Ik was dus `de Schell` met zijn ziekenfondsbrilletje. Gelukkig waren mijn ouders zo verstandig om te luisteren naar frater Reginald van de tweede klas, die vertelde dat Jantje niet kon lezen wat er op het bord stond. Gevolg was een bezoekje aan oogarts Kuit. Men kent dat wel. Groot montuur, grote kist met losse glazen, en een zeer ongeduldige oogarts. Glaasje in, glaasje uit, glaasje in, glaasje op, sorry dat mag ik niet zeggen, ...beter, slechter,beter, slechter, etc. Onbegrijpelijk dat hij er toch een, voor mij bruikbaar, brilletje van samenstelde waarvan de sterkte, geloof het of niet, eigenlijk nooit meer veranderd is.

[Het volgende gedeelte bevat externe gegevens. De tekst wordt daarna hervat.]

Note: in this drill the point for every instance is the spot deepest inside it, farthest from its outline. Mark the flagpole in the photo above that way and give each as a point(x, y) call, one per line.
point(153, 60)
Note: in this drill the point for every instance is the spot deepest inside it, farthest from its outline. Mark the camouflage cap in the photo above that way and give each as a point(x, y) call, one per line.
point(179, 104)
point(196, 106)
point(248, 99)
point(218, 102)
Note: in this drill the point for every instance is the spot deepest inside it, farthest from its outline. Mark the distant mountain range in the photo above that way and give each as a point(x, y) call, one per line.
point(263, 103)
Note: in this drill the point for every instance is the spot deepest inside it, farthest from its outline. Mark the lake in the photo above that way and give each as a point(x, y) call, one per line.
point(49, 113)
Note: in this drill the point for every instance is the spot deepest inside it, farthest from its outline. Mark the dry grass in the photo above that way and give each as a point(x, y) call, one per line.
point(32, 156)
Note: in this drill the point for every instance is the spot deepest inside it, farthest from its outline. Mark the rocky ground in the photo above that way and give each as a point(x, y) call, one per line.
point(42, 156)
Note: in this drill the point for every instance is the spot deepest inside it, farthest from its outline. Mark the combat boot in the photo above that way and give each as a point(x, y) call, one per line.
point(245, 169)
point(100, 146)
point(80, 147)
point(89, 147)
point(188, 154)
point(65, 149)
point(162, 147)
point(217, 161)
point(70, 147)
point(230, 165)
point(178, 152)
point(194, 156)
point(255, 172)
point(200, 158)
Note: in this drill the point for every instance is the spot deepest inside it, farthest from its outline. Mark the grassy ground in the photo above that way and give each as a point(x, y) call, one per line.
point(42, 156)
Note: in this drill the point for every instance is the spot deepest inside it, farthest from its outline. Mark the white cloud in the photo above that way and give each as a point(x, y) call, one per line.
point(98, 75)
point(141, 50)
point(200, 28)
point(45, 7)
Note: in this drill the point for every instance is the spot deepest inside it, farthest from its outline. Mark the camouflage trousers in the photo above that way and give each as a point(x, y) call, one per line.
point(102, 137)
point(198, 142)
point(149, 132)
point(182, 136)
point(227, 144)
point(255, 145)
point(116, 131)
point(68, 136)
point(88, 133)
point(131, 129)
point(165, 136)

Maar de ellende die ik mijn hele jeugd met dat ding gehad heb. Hoe dikwijls dat ding kapot was of ging tijdens het spelen. Glas stuk, oortje afgebroken, of het hele ding verbogen, altijd wel iets. Met een gescheurd glas verder spelen, een oortje vervangen door een elastiekje. En hoe dikwijls ik erop gemept heb als ik `brillenjood` hoorde. Maar als het ding heel was, kon ik heel goed zien en dat was helaas voor een heleboel kinderen met onverstandige ouders niet zo.

De fraters. Later heb ik begrepen dat zij als het beste onderwijzend personeel aangemerkt werden. Beginnend met `aap, roos, zeef, muur, voet, neus, lam, gijs, riem, muis, ei, juk, jet, wip, does, hok, bok, kous` hebben zij van ons acceptabele jongelui gemaakt. De originele tekst: aap, noot, mies etc. was voor de rest van Nederland.

Ik heb het bewuste leesplankje thuis in de hal tegen de muur hangen. Dit was een ontwerp van de drukkerij van de fraters van Tilburg. Evenals de boeken van Frans Fransen over Puk en Muk en Klaas Vaak. Wie van ons heeft die niet gelezen? Wat je ook bij blijft uit die tijd is, dat je iedere ochtend naar de kerk moest. Van thuis, maar meer nog van school. Want als je niet kon zeggen wie de mis had gedaan dan kreeg je op het eind van de week geen `rooi tien` op je rapport, en aan het eind van de maand geen prentje.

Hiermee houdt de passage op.